The lower price for North American oil as Trans Mountain was going through the approval process was caused by a bottleneck of crude created by increases in fracked oil in the US.
“Basically shale oil caused a glut and they couldn’t move it to the US Gulf Coast. It was more or less stranded and that drove the price down. Since 2014, they have built two pipelines — the southern leg of Keystone XL — and they have reversed the Seaway Crude Pipeline. Now there’s lots of capacity to move oil and the price is back to what it was historically,” Hughes explains, adding when Trans Mountain, Northern Gateway and the Energy East pipelines were proposed in Canada, they made sense, but that is no longer the case.
He concludes the claims the pipeline expansion will open up Asian markets and increase the price of Alberta crude no longer hold true and also questions the need for dramatically increasing the capacity of the Trans Mountain pipeline given the realities of production in Alberta’s oilsands.

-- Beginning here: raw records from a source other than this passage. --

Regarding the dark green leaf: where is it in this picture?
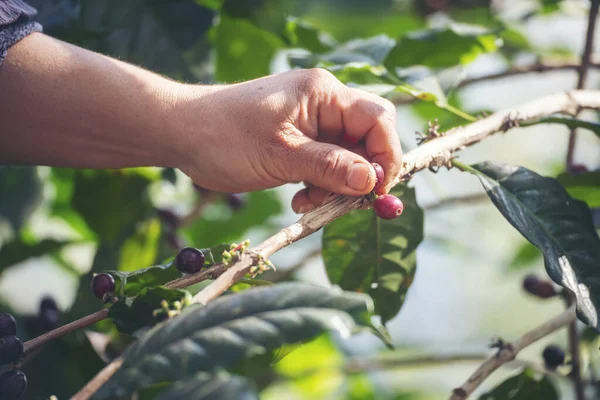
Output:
[466,162,600,329]
[556,171,600,208]
[479,369,559,400]
[108,286,191,334]
[323,185,423,323]
[183,190,282,247]
[72,170,152,243]
[0,239,70,271]
[510,241,542,269]
[94,283,371,399]
[0,166,42,231]
[156,372,258,400]
[384,24,496,71]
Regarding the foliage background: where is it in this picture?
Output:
[0,0,600,399]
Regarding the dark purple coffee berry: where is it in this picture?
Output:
[156,209,180,229]
[523,274,558,299]
[569,164,589,175]
[0,313,17,336]
[175,247,204,274]
[0,370,27,400]
[0,336,23,365]
[373,163,385,190]
[40,296,58,312]
[542,344,565,371]
[91,274,115,301]
[226,193,246,211]
[373,194,404,219]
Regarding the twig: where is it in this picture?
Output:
[567,0,600,171]
[564,292,585,400]
[73,90,600,400]
[450,306,577,400]
[264,248,321,282]
[458,60,600,87]
[421,193,489,210]
[23,308,109,354]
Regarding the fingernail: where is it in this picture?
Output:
[297,204,315,214]
[346,163,371,192]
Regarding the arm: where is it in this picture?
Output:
[0,33,401,212]
[0,33,185,168]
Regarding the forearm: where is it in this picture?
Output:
[0,33,201,168]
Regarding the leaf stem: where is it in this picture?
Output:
[450,305,577,400]
[567,0,600,171]
[73,90,600,400]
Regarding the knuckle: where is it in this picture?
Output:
[298,68,333,93]
[315,149,342,179]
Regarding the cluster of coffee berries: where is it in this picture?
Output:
[24,296,60,336]
[0,313,27,400]
[373,163,404,219]
[90,273,115,303]
[523,274,559,299]
[542,344,565,371]
[175,247,206,274]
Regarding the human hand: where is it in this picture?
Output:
[177,69,402,213]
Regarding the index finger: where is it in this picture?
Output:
[342,88,402,194]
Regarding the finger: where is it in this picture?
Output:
[286,137,375,196]
[343,88,402,194]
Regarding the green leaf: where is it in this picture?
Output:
[285,18,336,53]
[215,14,284,82]
[0,239,71,271]
[94,283,371,400]
[118,218,160,271]
[479,369,559,400]
[290,35,396,68]
[0,166,42,231]
[383,24,496,71]
[196,0,224,10]
[183,190,282,247]
[72,169,155,244]
[323,185,423,323]
[465,162,600,329]
[105,263,181,297]
[156,372,258,400]
[509,241,542,270]
[108,286,191,334]
[319,62,389,85]
[556,171,600,208]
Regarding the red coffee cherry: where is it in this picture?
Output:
[373,194,404,219]
[373,163,385,190]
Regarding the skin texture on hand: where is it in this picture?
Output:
[0,33,401,212]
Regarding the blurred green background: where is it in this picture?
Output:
[0,0,600,399]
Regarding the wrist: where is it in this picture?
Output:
[165,83,219,172]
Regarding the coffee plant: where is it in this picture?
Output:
[0,0,600,400]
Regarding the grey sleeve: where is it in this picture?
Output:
[0,0,42,64]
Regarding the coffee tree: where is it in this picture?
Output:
[0,0,600,400]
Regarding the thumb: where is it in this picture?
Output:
[289,140,376,196]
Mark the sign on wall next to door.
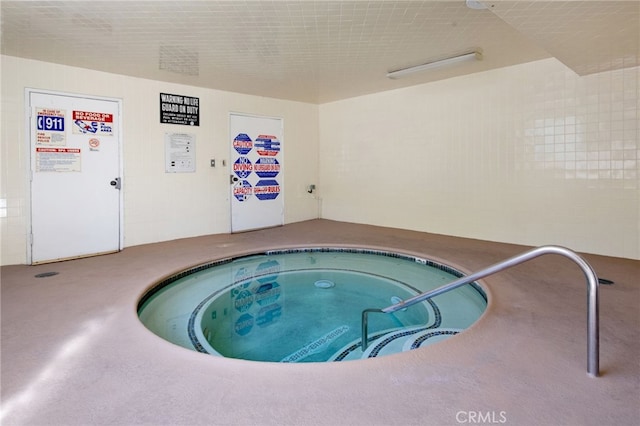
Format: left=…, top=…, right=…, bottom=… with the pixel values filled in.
left=160, top=93, right=200, bottom=126
left=26, top=89, right=122, bottom=263
left=229, top=114, right=284, bottom=232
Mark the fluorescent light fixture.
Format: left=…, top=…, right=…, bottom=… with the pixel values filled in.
left=387, top=50, right=482, bottom=79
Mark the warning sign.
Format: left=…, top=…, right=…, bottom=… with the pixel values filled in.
left=256, top=135, right=280, bottom=157
left=71, top=111, right=114, bottom=136
left=36, top=148, right=81, bottom=172
left=233, top=133, right=253, bottom=155
left=233, top=180, right=253, bottom=201
left=253, top=179, right=280, bottom=200
left=253, top=157, right=280, bottom=177
left=160, top=93, right=200, bottom=126
left=36, top=108, right=66, bottom=146
left=233, top=157, right=253, bottom=179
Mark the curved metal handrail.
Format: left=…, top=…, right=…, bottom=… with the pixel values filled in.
left=361, top=246, right=600, bottom=377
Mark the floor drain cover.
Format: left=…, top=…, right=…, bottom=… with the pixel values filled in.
left=35, top=272, right=59, bottom=278
left=313, top=280, right=335, bottom=288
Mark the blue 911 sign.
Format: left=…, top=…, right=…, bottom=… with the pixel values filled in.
left=36, top=115, right=64, bottom=132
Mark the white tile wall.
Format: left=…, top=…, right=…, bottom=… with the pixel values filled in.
left=0, top=56, right=319, bottom=264
left=0, top=56, right=640, bottom=264
left=320, top=59, right=640, bottom=259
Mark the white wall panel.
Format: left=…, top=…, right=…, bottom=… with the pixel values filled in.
left=320, top=59, right=640, bottom=259
left=0, top=56, right=319, bottom=264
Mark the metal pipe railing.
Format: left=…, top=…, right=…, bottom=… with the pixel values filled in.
left=361, top=246, right=600, bottom=377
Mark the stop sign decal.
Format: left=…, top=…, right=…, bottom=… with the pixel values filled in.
left=233, top=133, right=253, bottom=155
left=256, top=135, right=280, bottom=157
left=233, top=157, right=253, bottom=179
left=253, top=179, right=280, bottom=200
left=233, top=180, right=253, bottom=201
left=253, top=157, right=280, bottom=177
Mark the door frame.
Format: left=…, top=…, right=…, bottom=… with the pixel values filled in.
left=24, top=87, right=125, bottom=265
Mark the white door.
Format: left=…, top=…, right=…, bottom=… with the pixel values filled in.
left=229, top=114, right=284, bottom=232
left=26, top=89, right=121, bottom=264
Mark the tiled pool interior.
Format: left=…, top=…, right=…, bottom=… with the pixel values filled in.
left=138, top=247, right=487, bottom=362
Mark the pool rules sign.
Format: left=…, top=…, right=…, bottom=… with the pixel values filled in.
left=160, top=93, right=200, bottom=126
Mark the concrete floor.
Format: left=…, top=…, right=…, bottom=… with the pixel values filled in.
left=1, top=220, right=640, bottom=426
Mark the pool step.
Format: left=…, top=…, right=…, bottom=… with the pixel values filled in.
left=329, top=327, right=462, bottom=361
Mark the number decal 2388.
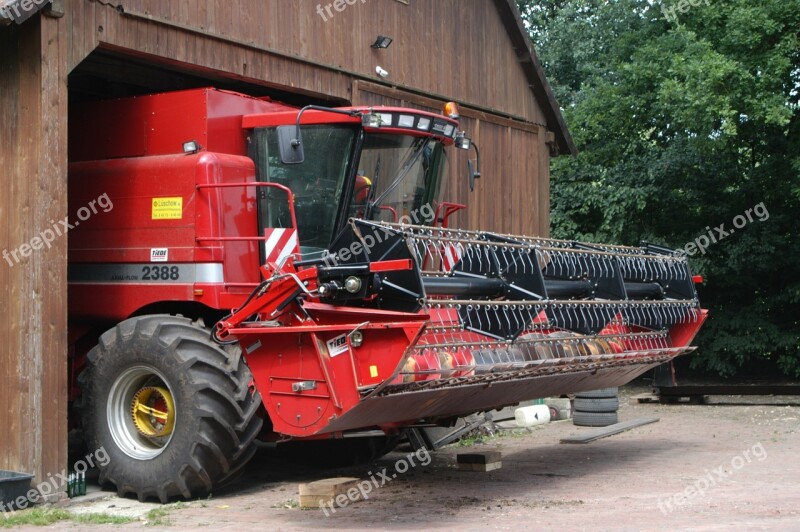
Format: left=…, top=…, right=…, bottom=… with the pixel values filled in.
left=142, top=266, right=181, bottom=281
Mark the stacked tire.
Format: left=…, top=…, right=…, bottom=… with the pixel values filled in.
left=572, top=387, right=619, bottom=427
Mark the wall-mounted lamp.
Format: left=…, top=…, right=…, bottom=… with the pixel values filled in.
left=370, top=35, right=393, bottom=48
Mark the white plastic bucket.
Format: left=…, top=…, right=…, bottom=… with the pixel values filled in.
left=514, top=405, right=550, bottom=427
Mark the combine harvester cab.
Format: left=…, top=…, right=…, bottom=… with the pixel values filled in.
left=217, top=219, right=707, bottom=437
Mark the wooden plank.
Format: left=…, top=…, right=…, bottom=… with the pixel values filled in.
left=0, top=17, right=67, bottom=496
left=298, top=477, right=360, bottom=508
left=561, top=417, right=659, bottom=443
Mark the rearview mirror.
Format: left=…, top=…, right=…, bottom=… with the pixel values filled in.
left=278, top=126, right=305, bottom=164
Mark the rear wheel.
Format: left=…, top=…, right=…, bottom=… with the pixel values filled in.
left=78, top=316, right=262, bottom=502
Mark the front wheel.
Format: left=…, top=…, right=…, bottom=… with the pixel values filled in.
left=79, top=316, right=263, bottom=502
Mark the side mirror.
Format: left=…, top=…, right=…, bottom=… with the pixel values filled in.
left=467, top=158, right=481, bottom=192
left=277, top=126, right=305, bottom=164
left=454, top=131, right=481, bottom=192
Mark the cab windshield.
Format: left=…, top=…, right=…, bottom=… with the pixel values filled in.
left=349, top=133, right=446, bottom=225
left=253, top=124, right=358, bottom=255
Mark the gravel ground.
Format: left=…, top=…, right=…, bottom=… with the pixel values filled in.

“If you look at the projected oil production scenarios that were used by Kinder Morgan and the National Energy Board when it approved it, they are much higher than later projections by the NEB and they didn’t include the impact of Alberta’s Climate Leadership Plan’s emission cap on the oilsands, which will limit production,” he says. “If you factor both of those together, the oil supply picture that was used by Kinder Morgan is 43 per cent higher than will actually be the case by 2038.”
And the now-approved Keystone XL project in the US along with the Line 3 expansion are expected to eventually export 1.2 million barrels of bitumen to the US Gulf Coast as well. Hughes argues that essentially makes Trans Mountain redundant.
“And the fact that we now have three export lines approved — Line 3, Keystone XL and Trans Mountain — Trans Mountain makes the least sense given the rugged terrain it crosses and the fact we need a big ramp-up of tanker traffic into southern BC.”
Hughes suggests the National Energy Board knew — or should have known — it was using a “faulty” future oil supply projection as a basis for its approval for Trans Mountain in November 2014 and he would like to see Ottawa rethink its energy strategy. “It needs to be more holistic and look at all of these projects not in isolation but in terms of a master plan for the country, especially considering we made commitments to the Paris Accord on Climate Change.”